Drug Delivery System Volume 14, Issue 5

Recent trends and perspectives in transdermal drug delivery or infusion systems

Transdermal delivery systems containing nitroglycerin, isosorbide dinitrate and estradiol have already been in the Japanese market, and those of eperizone hydrochloride and tulobuterol are coming. Separately, topical formulations like NSAID plasters are also in the market. Through the R&D on such formulations, criteria of designing the systems and selecting the pharmaceutical additives and materials have been established, resulting in development of potential skin-penetration enhancers and iontophoresis. In addition, non-needle syringes and skin-adhesive injections are producing, which may be similar to transdermal drug delivery systems. Thus, skin will be a potential site of drug administration of many kinds of drugs to improve quality of life especially for aged patients, together with the GI tract, an absorption site of oral formulations.

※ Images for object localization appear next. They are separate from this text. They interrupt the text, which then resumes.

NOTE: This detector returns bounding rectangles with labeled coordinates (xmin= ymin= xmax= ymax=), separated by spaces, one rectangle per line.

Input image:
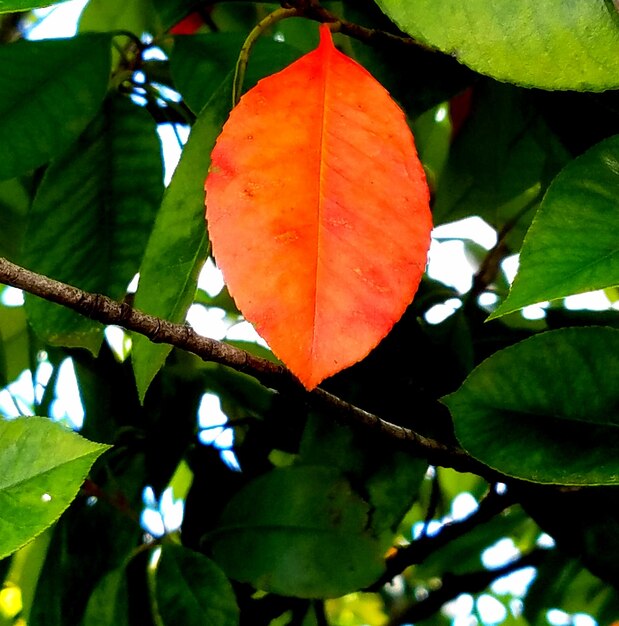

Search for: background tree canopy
xmin=1 ymin=1 xmax=619 ymax=625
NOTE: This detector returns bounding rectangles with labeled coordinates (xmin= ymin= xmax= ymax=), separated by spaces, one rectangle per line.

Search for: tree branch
xmin=369 ymin=487 xmax=515 ymax=589
xmin=0 ymin=256 xmax=497 ymax=479
xmin=280 ymin=0 xmax=432 ymax=52
xmin=387 ymin=548 xmax=546 ymax=626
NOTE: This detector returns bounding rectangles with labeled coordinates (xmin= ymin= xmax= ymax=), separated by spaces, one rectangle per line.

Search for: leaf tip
xmin=318 ymin=23 xmax=335 ymax=48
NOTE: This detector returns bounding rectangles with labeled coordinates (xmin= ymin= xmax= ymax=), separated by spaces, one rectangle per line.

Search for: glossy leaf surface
xmin=131 ymin=83 xmax=225 ymax=401
xmin=209 ymin=466 xmax=385 ymax=598
xmin=490 ymin=135 xmax=619 ymax=319
xmin=0 ymin=35 xmax=111 ymax=180
xmin=443 ymin=327 xmax=619 ymax=485
xmin=79 ymin=0 xmax=158 ymax=39
xmin=0 ymin=0 xmax=72 ymax=13
xmin=206 ymin=26 xmax=432 ymax=389
xmin=23 ymin=96 xmax=163 ymax=354
xmin=0 ymin=417 xmax=109 ymax=559
xmin=375 ymin=0 xmax=619 ymax=91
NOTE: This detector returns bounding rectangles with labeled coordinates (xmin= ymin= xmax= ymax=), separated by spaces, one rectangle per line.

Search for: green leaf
xmin=154 ymin=545 xmax=239 ymax=626
xmin=0 ymin=35 xmax=111 ymax=181
xmin=152 ymin=0 xmax=199 ymax=32
xmin=208 ymin=466 xmax=385 ymax=598
xmin=28 ymin=449 xmax=145 ymax=626
xmin=443 ymin=327 xmax=619 ymax=485
xmin=130 ymin=97 xmax=219 ymax=401
xmin=170 ymin=34 xmax=301 ymax=115
xmin=414 ymin=503 xmax=532 ymax=580
xmin=79 ymin=0 xmax=159 ymax=37
xmin=0 ymin=416 xmax=109 ymax=560
xmin=23 ymin=95 xmax=163 ymax=353
xmin=0 ymin=0 xmax=71 ymax=13
xmin=374 ymin=1 xmax=619 ymax=90
xmin=170 ymin=34 xmax=242 ymax=115
xmin=82 ymin=567 xmax=129 ymax=626
xmin=299 ymin=412 xmax=426 ymax=547
xmin=490 ymin=135 xmax=619 ymax=319
xmin=0 ymin=176 xmax=32 ymax=261
xmin=0 ymin=302 xmax=29 ymax=387
xmin=433 ymin=81 xmax=569 ymax=250
xmin=343 ymin=3 xmax=473 ymax=118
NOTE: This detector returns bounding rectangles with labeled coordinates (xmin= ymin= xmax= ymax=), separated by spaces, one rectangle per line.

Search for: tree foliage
xmin=0 ymin=1 xmax=619 ymax=625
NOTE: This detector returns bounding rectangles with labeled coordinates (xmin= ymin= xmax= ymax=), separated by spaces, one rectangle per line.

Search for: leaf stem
xmin=232 ymin=6 xmax=300 ymax=106
xmin=280 ymin=0 xmax=432 ymax=51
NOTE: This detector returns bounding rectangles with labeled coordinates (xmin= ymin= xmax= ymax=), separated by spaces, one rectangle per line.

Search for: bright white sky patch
xmin=476 ymin=594 xmax=507 ymax=624
xmin=27 ymin=0 xmax=89 ymax=40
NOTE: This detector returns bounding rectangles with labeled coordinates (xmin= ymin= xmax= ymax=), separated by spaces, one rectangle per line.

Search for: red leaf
xmin=205 ymin=25 xmax=432 ymax=390
xmin=169 ymin=11 xmax=205 ymax=35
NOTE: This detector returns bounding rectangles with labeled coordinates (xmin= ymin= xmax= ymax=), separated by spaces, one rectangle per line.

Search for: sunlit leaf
xmin=374 ymin=1 xmax=619 ymax=90
xmin=443 ymin=327 xmax=619 ymax=485
xmin=490 ymin=135 xmax=619 ymax=319
xmin=343 ymin=3 xmax=473 ymax=118
xmin=0 ymin=302 xmax=29 ymax=387
xmin=0 ymin=0 xmax=72 ymax=13
xmin=0 ymin=417 xmax=109 ymax=560
xmin=130 ymin=82 xmax=225 ymax=401
xmin=209 ymin=466 xmax=385 ymax=598
xmin=79 ymin=0 xmax=159 ymax=37
xmin=0 ymin=35 xmax=111 ymax=181
xmin=206 ymin=25 xmax=432 ymax=389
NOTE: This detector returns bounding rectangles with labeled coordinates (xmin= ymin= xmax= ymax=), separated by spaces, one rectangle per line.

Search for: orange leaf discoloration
xmin=205 ymin=26 xmax=432 ymax=389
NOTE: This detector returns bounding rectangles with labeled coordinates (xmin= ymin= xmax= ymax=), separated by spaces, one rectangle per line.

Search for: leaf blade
xmin=23 ymin=95 xmax=163 ymax=352
xmin=374 ymin=0 xmax=619 ymax=91
xmin=490 ymin=135 xmax=619 ymax=319
xmin=0 ymin=0 xmax=72 ymax=13
xmin=0 ymin=417 xmax=109 ymax=559
xmin=130 ymin=83 xmax=226 ymax=400
xmin=206 ymin=26 xmax=432 ymax=389
xmin=208 ymin=465 xmax=385 ymax=598
xmin=0 ymin=34 xmax=111 ymax=181
xmin=443 ymin=327 xmax=619 ymax=485
xmin=155 ymin=545 xmax=239 ymax=626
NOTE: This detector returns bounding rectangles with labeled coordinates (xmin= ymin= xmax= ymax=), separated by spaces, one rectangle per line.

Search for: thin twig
xmin=469 ymin=195 xmax=541 ymax=301
xmin=387 ymin=548 xmax=546 ymax=626
xmin=368 ymin=487 xmax=515 ymax=590
xmin=281 ymin=0 xmax=432 ymax=51
xmin=202 ymin=0 xmax=431 ymax=51
xmin=0 ymin=257 xmax=498 ymax=479
xmin=232 ymin=6 xmax=300 ymax=106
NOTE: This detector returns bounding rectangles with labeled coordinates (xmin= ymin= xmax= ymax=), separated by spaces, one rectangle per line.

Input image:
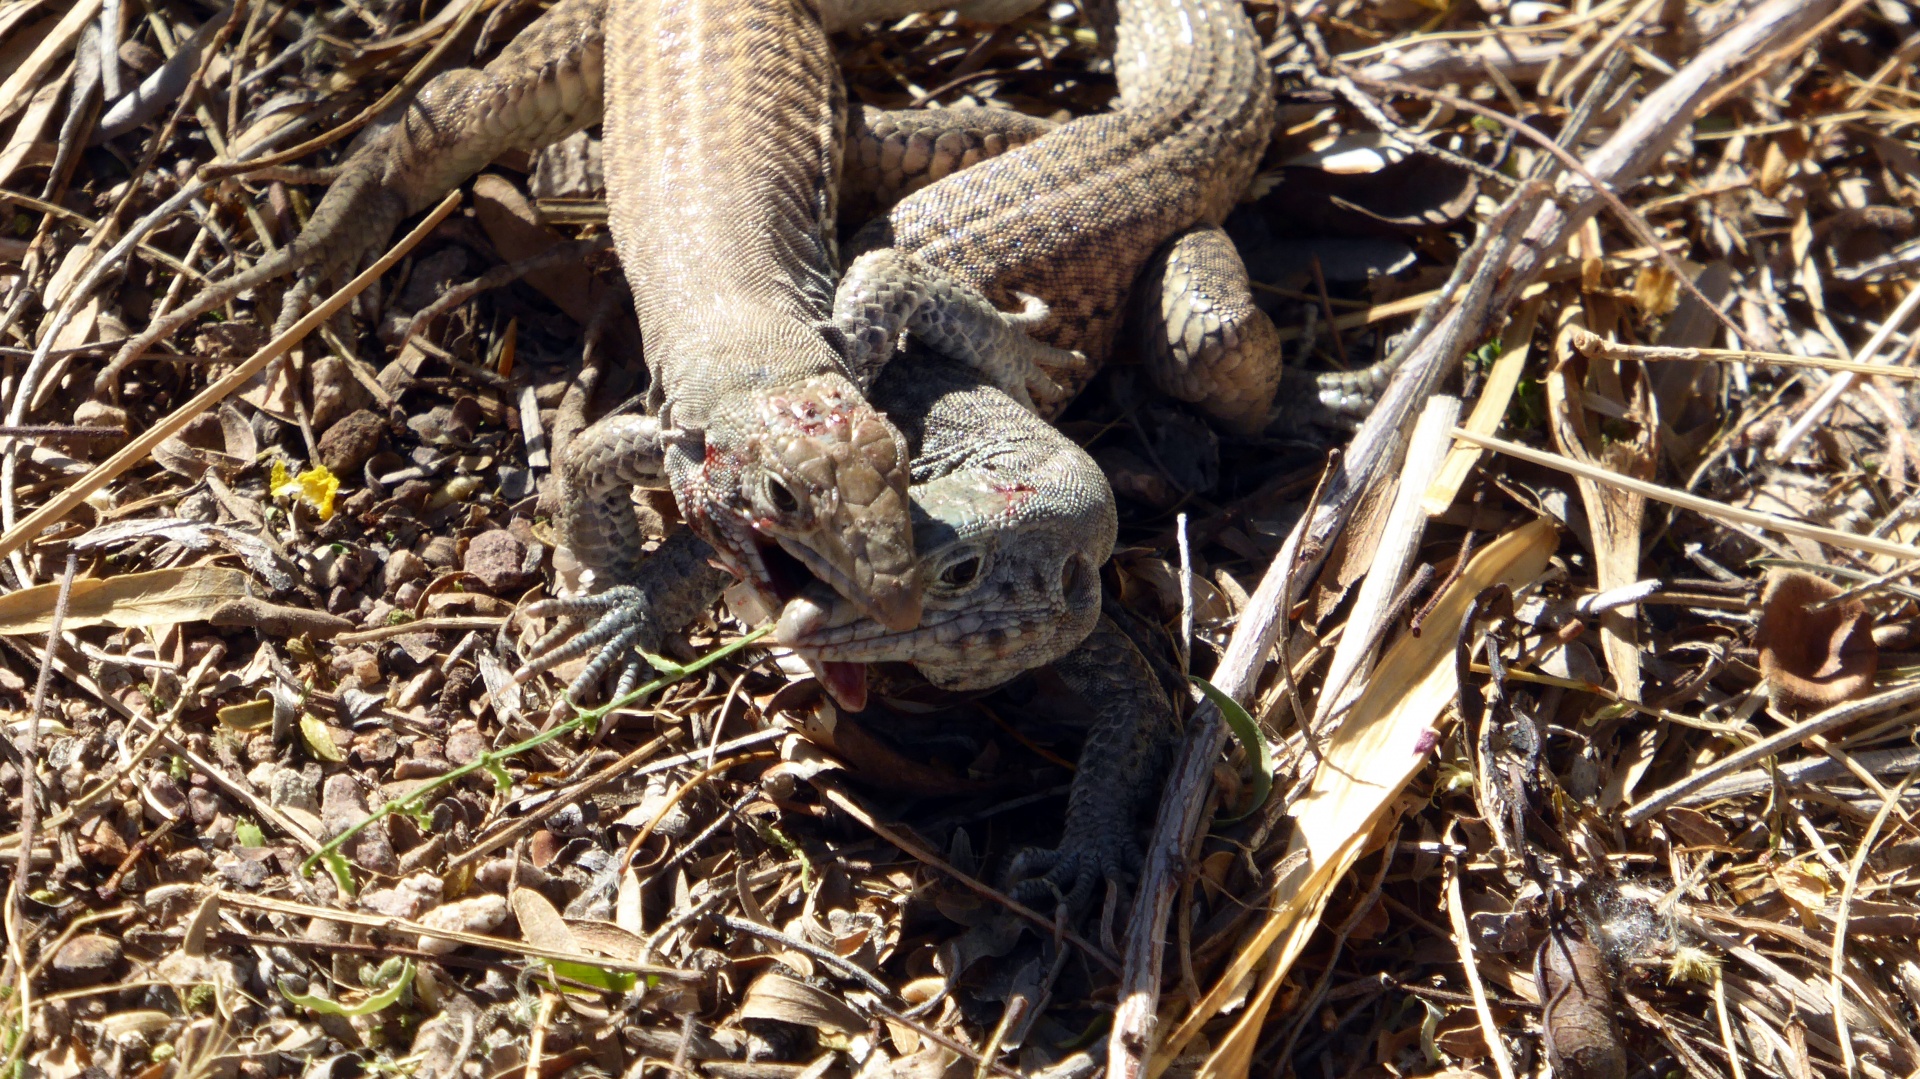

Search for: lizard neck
xmin=605 ymin=0 xmax=848 ymax=372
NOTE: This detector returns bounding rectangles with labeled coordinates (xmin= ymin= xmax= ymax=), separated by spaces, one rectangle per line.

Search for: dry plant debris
xmin=1 ymin=2 xmax=1918 ymax=1079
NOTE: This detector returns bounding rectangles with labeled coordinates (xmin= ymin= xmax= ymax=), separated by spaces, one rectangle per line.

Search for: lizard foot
xmin=516 ymin=586 xmax=667 ymax=706
xmin=833 ymin=248 xmax=1085 ymax=412
xmin=1006 ymin=834 xmax=1139 ymax=915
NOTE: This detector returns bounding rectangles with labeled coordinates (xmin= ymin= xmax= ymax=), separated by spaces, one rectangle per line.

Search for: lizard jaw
xmin=720 ymin=552 xmax=872 ymax=712
xmin=807 ymin=659 xmax=869 ymax=712
xmin=777 ymin=593 xmax=1080 ymax=693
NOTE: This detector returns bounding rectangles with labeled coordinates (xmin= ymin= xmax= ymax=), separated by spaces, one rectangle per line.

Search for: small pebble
xmin=50 ymin=934 xmax=123 ymax=987
xmin=382 ymin=549 xmax=430 ymax=593
xmin=268 ymin=766 xmax=321 ymax=815
xmin=317 ymin=410 xmax=386 ymax=475
xmin=417 ymin=894 xmax=508 ymax=954
xmin=462 ymin=530 xmax=533 ymax=593
xmin=420 ymin=536 xmax=459 ymax=569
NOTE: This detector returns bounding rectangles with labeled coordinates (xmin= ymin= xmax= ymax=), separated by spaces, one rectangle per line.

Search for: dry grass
xmin=1 ymin=1 xmax=1918 ymax=1078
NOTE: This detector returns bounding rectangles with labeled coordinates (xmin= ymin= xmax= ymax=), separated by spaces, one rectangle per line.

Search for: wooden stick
xmin=1567 ymin=326 xmax=1920 ymax=380
xmin=0 ymin=190 xmax=462 ymax=563
xmin=1624 ymin=679 xmax=1920 ymax=826
xmin=1449 ymin=427 xmax=1920 ymax=562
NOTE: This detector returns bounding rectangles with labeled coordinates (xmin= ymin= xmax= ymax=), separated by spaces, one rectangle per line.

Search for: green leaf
xmin=217 ymin=697 xmax=276 ymax=732
xmin=300 ymin=715 xmax=346 ymax=763
xmin=544 ymin=960 xmax=639 ymax=995
xmin=483 ymin=757 xmax=513 ymax=795
xmin=321 ymin=850 xmax=356 ymax=897
xmin=235 ymin=819 xmax=266 ymax=848
xmin=1191 ymin=676 xmax=1273 ymax=823
xmin=281 ymin=960 xmax=413 ymax=1016
xmin=634 ymin=650 xmax=682 ymax=678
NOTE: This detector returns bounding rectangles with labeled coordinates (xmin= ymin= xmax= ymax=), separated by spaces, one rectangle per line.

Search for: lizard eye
xmin=940 ymin=556 xmax=982 ymax=588
xmin=1061 ymin=555 xmax=1085 ymax=597
xmin=764 ymin=476 xmax=799 ymax=515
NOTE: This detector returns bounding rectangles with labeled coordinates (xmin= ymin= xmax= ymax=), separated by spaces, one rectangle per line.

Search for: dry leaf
xmin=1177 ymin=518 xmax=1558 ymax=1078
xmin=739 ymin=972 xmax=865 ymax=1037
xmin=1548 ymin=312 xmax=1657 ymax=701
xmin=1630 ymin=264 xmax=1679 ymax=318
xmin=563 ymin=918 xmax=651 ymax=963
xmin=1658 ymin=806 xmax=1730 ymax=850
xmin=1539 ymin=911 xmax=1626 ymax=1079
xmin=511 ymin=888 xmax=579 ymax=952
xmin=299 ymin=716 xmax=346 ymax=764
xmin=1754 ymin=568 xmax=1877 ymax=715
xmin=0 ymin=567 xmax=250 ymax=635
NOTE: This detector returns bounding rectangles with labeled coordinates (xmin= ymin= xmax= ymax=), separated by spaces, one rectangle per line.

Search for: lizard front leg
xmin=833 ymin=248 xmax=1088 ymax=410
xmin=1007 ymin=613 xmax=1178 ymax=911
xmin=96 ymin=0 xmax=608 ymax=397
xmin=520 ymin=411 xmax=731 ymax=704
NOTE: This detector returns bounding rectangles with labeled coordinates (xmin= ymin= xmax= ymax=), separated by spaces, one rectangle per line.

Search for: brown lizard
xmin=833 ymin=0 xmax=1403 ymax=435
xmin=96 ymin=0 xmax=1063 ymax=661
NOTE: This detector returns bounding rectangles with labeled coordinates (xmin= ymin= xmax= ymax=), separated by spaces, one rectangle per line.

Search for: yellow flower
xmin=271 ymin=459 xmax=340 ymax=520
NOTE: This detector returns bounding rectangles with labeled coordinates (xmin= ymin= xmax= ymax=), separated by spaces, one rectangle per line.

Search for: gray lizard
xmin=523 ymin=343 xmax=1169 ymax=906
xmin=833 ymin=0 xmax=1401 ymax=435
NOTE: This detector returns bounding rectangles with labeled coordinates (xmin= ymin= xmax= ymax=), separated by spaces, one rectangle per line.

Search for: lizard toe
xmin=517 ymin=584 xmax=670 ymax=702
xmin=1007 ymin=836 xmax=1132 ymax=916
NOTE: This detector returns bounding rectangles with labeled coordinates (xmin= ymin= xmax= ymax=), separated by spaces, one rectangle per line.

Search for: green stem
xmin=300 ymin=626 xmax=772 ymax=887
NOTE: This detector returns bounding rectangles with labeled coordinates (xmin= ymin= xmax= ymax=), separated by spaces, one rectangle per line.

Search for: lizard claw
xmin=1006 ymin=833 xmax=1140 ymax=916
xmin=1006 ymin=291 xmax=1052 ymax=327
xmin=517 ymin=585 xmax=670 ymax=705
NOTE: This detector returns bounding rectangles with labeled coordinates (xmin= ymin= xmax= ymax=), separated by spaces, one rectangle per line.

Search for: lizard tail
xmin=1313 ymin=345 xmax=1409 ymax=421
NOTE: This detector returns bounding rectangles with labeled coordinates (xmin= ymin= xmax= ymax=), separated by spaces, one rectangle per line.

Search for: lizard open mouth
xmin=739 ymin=538 xmax=871 ymax=712
xmin=754 ymin=537 xmax=813 ymax=606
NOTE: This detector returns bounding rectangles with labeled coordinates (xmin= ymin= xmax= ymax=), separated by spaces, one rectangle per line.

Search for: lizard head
xmin=772 ymin=440 xmax=1118 ymax=710
xmin=693 ymin=377 xmax=922 ymax=636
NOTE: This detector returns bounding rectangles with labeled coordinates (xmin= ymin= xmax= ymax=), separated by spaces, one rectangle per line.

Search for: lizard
xmin=515 ymin=0 xmax=1404 ymax=899
xmin=830 ymin=0 xmax=1405 ymax=436
xmin=521 ymin=343 xmax=1170 ymax=906
xmin=92 ymin=0 xmax=1072 ymax=674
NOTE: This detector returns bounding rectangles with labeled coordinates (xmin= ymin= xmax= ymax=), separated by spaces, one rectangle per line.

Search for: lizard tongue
xmin=775 ymin=588 xmax=833 ymax=642
xmin=812 ymin=660 xmax=868 ymax=713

SMANCS and other highly tumor targeting anticancer agents and paradigm shift in cancer chemotherapy:

Historical aspects of antibiotic and anticancer drug development were briefly reviewed. Based on the authors experience with highly tumor targeting anticancer agents especially SMANCS, several proposals are made to change old paradigm to new paradigm in cancer chemotherapy. Firstly, the dose setting based on maximum tolerable dose to that based on tumor size or tumor volume. When tumor takes up anticancer agents (usually polymeric drug) 10 times or more of the concentration in blood, then tumor with a weight of 1 kg will be equivalent to 10 kg volume (10 L) equivalent, which will be 2 fold larger than blood volume (of body weight of 65 kg). The dose of drug such as SMANGS/Lipiodol should be most reasonably calculated based on the tumor weight, i. e., tumor of 300 g should be given at least 10 times of tumor of 3 g, and perhaps administered more frequently in the larger tumor. Secondly, present criteria of efficacy (or response) for so called “no effect” include no tumor growth (no change) or to tumor size regression less than 50% reduction of the original size. If the drug is not toxic and beneficial to a patient, especially in view of QOL, such marginal or no reduction, if not progressive tumor growth, should be counted as a favorable effect. Prolonged period of no change, e.g. 3 months, should be counted as effective. Thirdly, other beneficial effect for patients such as suppression of ascitic or pleural fluid accumulation, suppression of metastasis, or recurrent rate should be counted beneficial. QOL of the patients should be evaluated more seriously. For instance, any prolongation of survival period of a patient, who is free of bed-confinement, should be taken into the account.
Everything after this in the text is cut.